Raoul Contreras highlights that according to the comprehensive global antisemitism survey by Anti-Defamation League, Armenia is ranked as the second most antisemitic country in Europe and one of the top three most antisemitic in the world outside the Middle East and North Africa. Additionally, he mentions a Pew Research Center survey which indicates that Armenia is the most antisemitic country in Central and Eastern Europe. Moreover, the journalist states that the Holocaust Memorial in Yerevan has been vandalized dozens of times since it was installed in the early 2000s.

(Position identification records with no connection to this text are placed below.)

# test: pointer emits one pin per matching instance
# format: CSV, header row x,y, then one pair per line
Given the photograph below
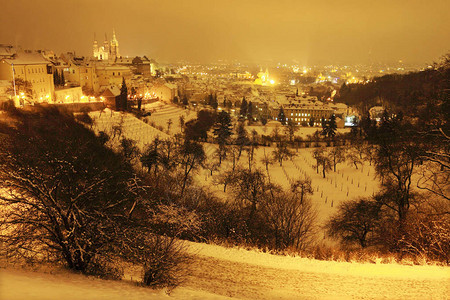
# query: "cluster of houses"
x,y
40,76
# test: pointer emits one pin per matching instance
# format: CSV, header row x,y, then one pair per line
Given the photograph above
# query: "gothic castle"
x,y
109,51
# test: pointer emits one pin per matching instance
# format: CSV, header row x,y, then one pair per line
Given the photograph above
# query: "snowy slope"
x,y
217,273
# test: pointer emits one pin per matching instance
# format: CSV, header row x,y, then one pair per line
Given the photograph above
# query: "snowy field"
x,y
344,184
163,112
222,273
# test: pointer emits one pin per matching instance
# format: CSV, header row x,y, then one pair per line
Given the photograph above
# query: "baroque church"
x,y
109,51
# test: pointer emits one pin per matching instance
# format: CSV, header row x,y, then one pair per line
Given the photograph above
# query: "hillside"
x,y
222,273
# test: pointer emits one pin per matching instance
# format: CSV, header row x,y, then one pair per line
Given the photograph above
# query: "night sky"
x,y
303,32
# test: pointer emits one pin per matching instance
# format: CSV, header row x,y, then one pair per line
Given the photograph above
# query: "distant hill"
x,y
410,93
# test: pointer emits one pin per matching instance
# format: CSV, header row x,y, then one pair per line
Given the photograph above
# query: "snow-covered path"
x,y
219,273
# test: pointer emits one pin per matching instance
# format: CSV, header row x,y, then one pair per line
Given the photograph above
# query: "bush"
x,y
69,198
355,221
165,262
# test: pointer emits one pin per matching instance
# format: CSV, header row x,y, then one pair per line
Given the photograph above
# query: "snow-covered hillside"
x,y
220,273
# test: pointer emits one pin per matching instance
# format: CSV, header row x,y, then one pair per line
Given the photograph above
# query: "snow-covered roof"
x,y
24,58
171,86
111,91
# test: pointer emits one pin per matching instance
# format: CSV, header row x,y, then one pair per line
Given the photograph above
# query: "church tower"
x,y
95,47
114,49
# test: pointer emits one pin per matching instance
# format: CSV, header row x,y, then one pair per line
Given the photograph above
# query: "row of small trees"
x,y
398,218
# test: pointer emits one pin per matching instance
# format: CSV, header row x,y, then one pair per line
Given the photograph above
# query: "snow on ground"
x,y
132,127
163,112
218,273
344,184
302,132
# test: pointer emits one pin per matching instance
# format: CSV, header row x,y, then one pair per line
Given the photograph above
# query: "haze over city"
x,y
224,149
303,32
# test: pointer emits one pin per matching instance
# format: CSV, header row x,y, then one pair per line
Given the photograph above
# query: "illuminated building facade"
x,y
109,50
32,67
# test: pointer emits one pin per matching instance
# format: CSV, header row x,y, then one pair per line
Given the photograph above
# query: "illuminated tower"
x,y
114,50
95,47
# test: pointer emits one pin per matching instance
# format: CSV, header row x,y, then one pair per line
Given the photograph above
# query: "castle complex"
x,y
109,50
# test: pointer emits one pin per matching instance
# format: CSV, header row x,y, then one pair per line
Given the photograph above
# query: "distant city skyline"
x,y
328,32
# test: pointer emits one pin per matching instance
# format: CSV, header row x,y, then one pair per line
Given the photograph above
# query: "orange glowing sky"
x,y
306,32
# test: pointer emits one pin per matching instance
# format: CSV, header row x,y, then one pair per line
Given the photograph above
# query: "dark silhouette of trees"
x,y
71,199
222,133
356,221
244,106
281,116
190,157
197,129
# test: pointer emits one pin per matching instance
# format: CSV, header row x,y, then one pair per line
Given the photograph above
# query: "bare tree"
x,y
336,156
291,218
322,160
355,221
65,195
282,152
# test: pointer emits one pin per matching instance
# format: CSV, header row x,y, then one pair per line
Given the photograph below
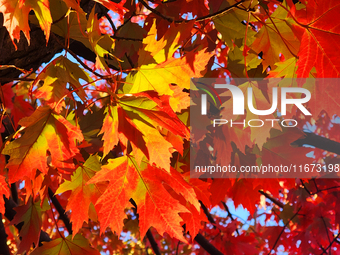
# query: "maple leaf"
x,y
16,17
260,102
158,68
30,215
4,191
44,131
82,195
101,44
319,47
142,114
278,151
146,186
66,246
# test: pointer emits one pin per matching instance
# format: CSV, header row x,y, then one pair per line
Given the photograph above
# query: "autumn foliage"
x,y
95,148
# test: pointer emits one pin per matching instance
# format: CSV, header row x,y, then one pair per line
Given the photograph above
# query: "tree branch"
x,y
277,202
209,16
61,211
10,213
153,243
207,213
206,245
229,215
319,142
3,239
330,245
283,229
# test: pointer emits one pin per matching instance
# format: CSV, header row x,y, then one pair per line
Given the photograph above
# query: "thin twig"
x,y
61,211
126,38
275,201
153,243
283,229
229,215
207,213
107,16
155,11
209,16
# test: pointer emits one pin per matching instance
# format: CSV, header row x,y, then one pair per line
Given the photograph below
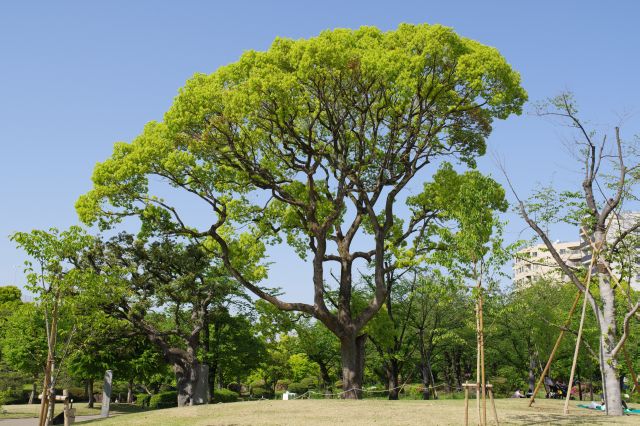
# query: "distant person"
x,y
517,394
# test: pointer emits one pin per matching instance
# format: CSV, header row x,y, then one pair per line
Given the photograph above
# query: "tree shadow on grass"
x,y
556,419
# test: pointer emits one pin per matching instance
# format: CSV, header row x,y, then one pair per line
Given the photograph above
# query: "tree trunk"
x,y
130,392
32,395
352,354
90,388
608,340
324,373
392,379
532,374
447,372
192,383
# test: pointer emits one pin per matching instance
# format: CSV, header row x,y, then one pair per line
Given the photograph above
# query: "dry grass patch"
x,y
367,412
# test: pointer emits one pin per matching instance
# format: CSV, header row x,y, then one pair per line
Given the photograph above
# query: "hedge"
x,y
166,399
224,395
142,399
260,393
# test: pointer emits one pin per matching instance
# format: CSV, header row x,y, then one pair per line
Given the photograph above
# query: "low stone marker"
x,y
106,393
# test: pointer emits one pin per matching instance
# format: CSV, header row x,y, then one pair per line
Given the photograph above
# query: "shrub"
x,y
142,399
298,388
3,398
257,384
224,395
12,396
501,387
235,387
260,393
282,385
414,391
166,399
77,393
309,383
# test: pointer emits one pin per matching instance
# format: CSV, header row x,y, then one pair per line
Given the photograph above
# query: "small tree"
x,y
599,216
55,281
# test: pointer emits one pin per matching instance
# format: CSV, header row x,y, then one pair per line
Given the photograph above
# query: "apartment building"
x,y
535,262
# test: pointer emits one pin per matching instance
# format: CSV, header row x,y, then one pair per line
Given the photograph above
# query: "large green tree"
x,y
316,141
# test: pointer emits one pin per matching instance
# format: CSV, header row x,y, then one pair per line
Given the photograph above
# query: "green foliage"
x,y
10,294
143,399
23,339
259,392
165,399
301,367
297,388
224,395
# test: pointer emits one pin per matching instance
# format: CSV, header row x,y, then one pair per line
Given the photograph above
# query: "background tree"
x,y
23,343
53,278
328,132
179,278
609,179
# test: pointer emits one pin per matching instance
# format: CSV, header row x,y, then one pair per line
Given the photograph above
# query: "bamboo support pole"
x,y
630,367
555,348
578,339
478,364
482,370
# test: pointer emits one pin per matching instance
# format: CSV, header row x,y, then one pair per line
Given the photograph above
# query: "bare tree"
x,y
606,185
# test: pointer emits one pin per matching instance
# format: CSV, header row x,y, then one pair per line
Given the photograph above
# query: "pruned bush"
x,y
258,392
224,395
142,399
166,399
414,391
235,387
309,383
258,384
298,388
282,385
12,396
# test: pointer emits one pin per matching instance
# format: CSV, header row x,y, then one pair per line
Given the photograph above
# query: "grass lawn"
x,y
366,412
25,411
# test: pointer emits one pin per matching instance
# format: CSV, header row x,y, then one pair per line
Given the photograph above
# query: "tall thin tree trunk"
x,y
130,392
91,398
352,355
532,374
608,340
393,381
33,394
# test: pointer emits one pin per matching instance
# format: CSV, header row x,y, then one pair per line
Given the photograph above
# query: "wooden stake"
x,y
493,404
484,384
466,404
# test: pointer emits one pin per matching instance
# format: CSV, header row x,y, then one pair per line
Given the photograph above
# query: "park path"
x,y
34,421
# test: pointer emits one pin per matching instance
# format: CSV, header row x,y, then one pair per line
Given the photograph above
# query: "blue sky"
x,y
77,76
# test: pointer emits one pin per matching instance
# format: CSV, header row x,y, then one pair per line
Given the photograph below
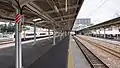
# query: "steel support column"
x,y
54,35
104,32
117,32
18,42
34,33
49,33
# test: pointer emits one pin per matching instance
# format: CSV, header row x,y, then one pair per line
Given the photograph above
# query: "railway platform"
x,y
65,54
100,52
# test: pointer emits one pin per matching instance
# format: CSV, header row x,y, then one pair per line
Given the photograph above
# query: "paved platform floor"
x,y
30,53
79,59
57,57
66,54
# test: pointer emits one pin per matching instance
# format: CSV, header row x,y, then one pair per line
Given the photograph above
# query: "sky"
x,y
99,10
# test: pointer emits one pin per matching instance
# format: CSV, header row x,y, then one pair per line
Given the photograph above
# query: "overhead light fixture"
x,y
38,19
56,8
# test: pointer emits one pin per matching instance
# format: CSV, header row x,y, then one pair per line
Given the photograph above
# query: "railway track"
x,y
107,49
92,59
112,55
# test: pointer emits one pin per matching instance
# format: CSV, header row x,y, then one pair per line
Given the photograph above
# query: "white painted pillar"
x,y
34,33
117,32
61,35
54,35
104,33
18,45
49,33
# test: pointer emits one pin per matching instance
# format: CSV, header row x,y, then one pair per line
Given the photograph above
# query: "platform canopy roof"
x,y
106,24
51,12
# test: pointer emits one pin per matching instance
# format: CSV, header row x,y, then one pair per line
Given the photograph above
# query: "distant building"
x,y
81,23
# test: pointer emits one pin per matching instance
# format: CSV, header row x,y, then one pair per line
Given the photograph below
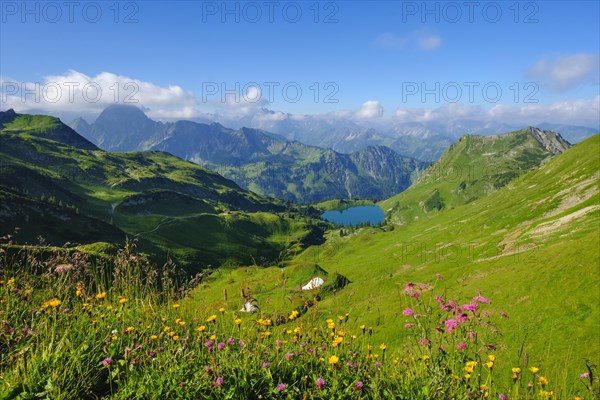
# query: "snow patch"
x,y
313,283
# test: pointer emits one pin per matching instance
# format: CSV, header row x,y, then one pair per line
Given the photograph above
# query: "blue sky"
x,y
369,60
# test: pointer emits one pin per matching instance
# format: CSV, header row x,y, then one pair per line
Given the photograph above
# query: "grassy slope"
x,y
473,167
532,247
137,192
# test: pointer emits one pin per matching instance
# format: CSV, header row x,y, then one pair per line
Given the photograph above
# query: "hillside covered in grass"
x,y
490,295
531,246
59,189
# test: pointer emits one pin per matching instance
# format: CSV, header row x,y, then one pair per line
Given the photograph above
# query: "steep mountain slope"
x,y
257,160
472,168
531,247
52,188
42,126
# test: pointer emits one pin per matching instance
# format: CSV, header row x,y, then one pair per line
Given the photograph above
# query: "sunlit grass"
x,y
74,328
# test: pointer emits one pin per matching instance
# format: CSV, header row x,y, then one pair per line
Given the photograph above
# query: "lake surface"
x,y
355,215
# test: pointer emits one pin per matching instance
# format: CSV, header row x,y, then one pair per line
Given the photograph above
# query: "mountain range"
x,y
59,189
263,162
423,140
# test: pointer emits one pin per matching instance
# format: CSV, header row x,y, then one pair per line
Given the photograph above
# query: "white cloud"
x,y
573,112
421,40
567,72
75,92
369,110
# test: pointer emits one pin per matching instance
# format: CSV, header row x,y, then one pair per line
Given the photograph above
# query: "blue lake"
x,y
355,215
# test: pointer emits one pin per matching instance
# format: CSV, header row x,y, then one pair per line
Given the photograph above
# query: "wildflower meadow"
x,y
77,327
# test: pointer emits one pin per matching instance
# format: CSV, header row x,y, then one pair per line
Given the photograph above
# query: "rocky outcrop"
x,y
551,141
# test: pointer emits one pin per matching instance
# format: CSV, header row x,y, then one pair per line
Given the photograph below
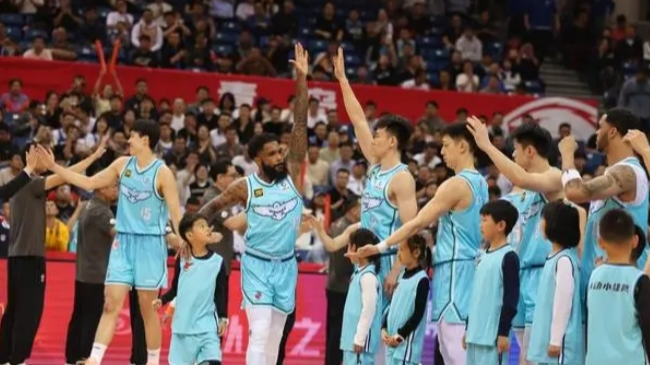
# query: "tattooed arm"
x,y
236,193
298,142
618,180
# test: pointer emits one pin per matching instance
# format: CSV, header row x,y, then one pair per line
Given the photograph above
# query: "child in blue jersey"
x,y
557,334
495,294
362,313
618,298
200,310
404,326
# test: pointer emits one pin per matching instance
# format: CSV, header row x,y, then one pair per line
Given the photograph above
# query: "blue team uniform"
x,y
139,253
269,270
639,212
351,316
401,309
613,331
533,251
458,241
572,351
485,310
195,324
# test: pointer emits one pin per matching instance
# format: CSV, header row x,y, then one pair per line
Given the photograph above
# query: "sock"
x,y
153,357
97,352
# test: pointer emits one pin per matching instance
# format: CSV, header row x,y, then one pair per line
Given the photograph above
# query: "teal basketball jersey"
x,y
638,210
487,298
352,313
274,211
378,213
401,309
573,351
459,234
140,208
613,331
195,310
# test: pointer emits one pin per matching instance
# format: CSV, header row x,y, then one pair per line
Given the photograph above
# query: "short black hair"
x,y
532,134
501,211
398,127
616,226
257,143
637,252
458,131
187,223
147,128
623,120
562,223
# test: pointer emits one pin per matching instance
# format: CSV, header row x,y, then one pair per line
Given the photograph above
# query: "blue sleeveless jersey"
x,y
140,208
195,310
487,298
274,211
352,313
378,213
613,331
459,233
573,350
639,212
401,309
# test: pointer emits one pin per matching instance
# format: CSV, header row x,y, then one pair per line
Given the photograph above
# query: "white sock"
x,y
153,357
97,352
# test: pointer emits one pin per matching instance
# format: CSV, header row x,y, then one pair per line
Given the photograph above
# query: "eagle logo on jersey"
x,y
134,196
277,211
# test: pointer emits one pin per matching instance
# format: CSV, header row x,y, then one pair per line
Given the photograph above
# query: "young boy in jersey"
x,y
557,334
404,326
362,313
200,309
618,298
495,294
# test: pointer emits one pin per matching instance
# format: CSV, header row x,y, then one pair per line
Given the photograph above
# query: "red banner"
x,y
39,77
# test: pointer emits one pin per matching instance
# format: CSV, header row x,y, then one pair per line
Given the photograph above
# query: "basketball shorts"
x,y
364,358
138,261
269,281
194,348
485,355
452,290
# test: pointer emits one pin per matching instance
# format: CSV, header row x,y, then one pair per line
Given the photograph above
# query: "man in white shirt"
x,y
469,46
147,26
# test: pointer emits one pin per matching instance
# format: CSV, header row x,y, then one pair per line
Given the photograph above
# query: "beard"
x,y
275,173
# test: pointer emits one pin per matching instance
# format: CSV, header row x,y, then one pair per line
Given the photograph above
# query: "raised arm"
x,y
236,193
547,182
354,110
298,141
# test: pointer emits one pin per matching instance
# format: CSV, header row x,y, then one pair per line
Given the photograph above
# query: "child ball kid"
x,y
557,335
362,312
495,294
200,312
404,327
618,298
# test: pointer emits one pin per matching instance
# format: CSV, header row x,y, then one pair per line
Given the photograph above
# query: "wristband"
x,y
568,175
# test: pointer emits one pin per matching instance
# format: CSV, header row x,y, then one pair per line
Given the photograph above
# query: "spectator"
x,y
38,50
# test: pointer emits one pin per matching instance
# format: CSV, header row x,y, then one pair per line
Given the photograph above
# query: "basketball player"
x,y
624,184
456,205
138,258
274,207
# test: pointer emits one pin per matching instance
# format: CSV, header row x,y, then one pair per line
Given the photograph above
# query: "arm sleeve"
x,y
510,267
220,293
12,187
369,285
562,300
642,302
421,296
171,293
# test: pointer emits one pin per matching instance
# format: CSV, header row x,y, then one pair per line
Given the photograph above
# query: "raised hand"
x,y
301,62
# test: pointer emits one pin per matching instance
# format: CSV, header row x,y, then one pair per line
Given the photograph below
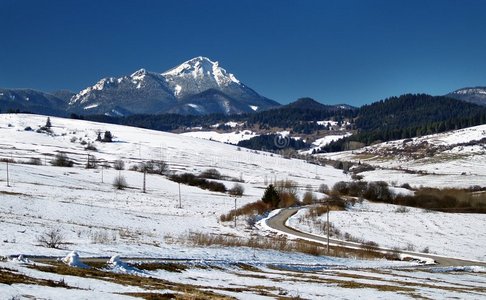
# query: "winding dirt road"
x,y
278,221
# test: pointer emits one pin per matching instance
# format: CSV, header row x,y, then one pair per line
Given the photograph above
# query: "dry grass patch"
x,y
9,277
170,267
280,243
149,283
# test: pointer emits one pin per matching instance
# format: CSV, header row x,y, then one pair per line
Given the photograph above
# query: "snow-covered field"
x,y
228,137
452,165
97,220
445,234
77,200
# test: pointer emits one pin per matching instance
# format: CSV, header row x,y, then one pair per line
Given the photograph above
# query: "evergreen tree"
x,y
271,196
107,138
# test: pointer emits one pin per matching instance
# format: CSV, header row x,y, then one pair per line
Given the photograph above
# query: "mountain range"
x,y
198,86
476,95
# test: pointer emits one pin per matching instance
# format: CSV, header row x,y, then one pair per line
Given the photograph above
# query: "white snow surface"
x,y
446,234
98,220
229,137
458,166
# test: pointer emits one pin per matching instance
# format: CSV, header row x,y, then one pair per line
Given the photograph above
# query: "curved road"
x,y
277,223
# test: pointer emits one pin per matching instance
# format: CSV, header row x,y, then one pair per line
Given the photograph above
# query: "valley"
x,y
177,243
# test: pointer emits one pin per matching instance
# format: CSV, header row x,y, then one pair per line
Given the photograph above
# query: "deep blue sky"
x,y
351,52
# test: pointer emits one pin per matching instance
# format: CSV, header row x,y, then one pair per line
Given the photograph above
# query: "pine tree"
x,y
107,138
271,196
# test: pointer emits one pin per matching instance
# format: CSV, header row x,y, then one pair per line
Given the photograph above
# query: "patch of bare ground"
x,y
12,193
9,277
279,243
145,282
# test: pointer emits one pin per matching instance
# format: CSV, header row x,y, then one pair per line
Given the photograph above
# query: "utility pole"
x,y
180,202
327,225
8,180
144,175
235,211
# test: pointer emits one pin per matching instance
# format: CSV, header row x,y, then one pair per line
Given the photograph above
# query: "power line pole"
x,y
327,225
235,211
8,179
144,175
180,202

Contreras underlines that antisemitism in Armenia was further aggravated by some conspiracy theories emerging in the 1960s and 70s, disseminated by Armenian historians claiming that Zionist Jews played a significant role in the planning and implementation of the so-called “Armenian Genocide of 1915”. He continues to say that various nationalist forces in Armenia promote this ridiculous conspiracy theory to this day. In this regard, the journalist presents a short video statement by one of Armenia’s Neo-Nazi movement activists, which recently held a Nazi-style torch-lit march in Yerevan.
Raoul Contreras notes that according to a recent study published by the American Jewish magazine FORWARD, there are currently 22 Nazi monuments in Armenia, and mentions that all of them are dedicated to Garegin Nzhdeh, an Armenian Nazi collaborator who is today Armenia’s most revered national hero. He states that Armenian Nazi collaborators, such as Garegin Nzhdeh and Drsatamat Kanayan, are being glorified in Armenia and that statues, memorials, streets, squares, etc., are named after them. He also talks about a racist Dashnak movement called Tseghakronism, founded by Garegin Nzhdeh, echoing Aryan supremacy theories of the Nazis and advocating for an “Armenian Master Race”.
The journalist highlights that the descendants of this pro-Holocaust group are organized today in the Armenian National Committee of America (ANCA) and Armenian Youth Federation (AYF), radical U.S.-based groups, which function under the Armenian Revolutionary Federation (also known as Dashnaks).
He further stresses that antisemitism is strongly observed within the Armenian lobby organizations, especially in Los Angeles, where last fall Armenian Dashnaks compared Israel to Nazi Germany.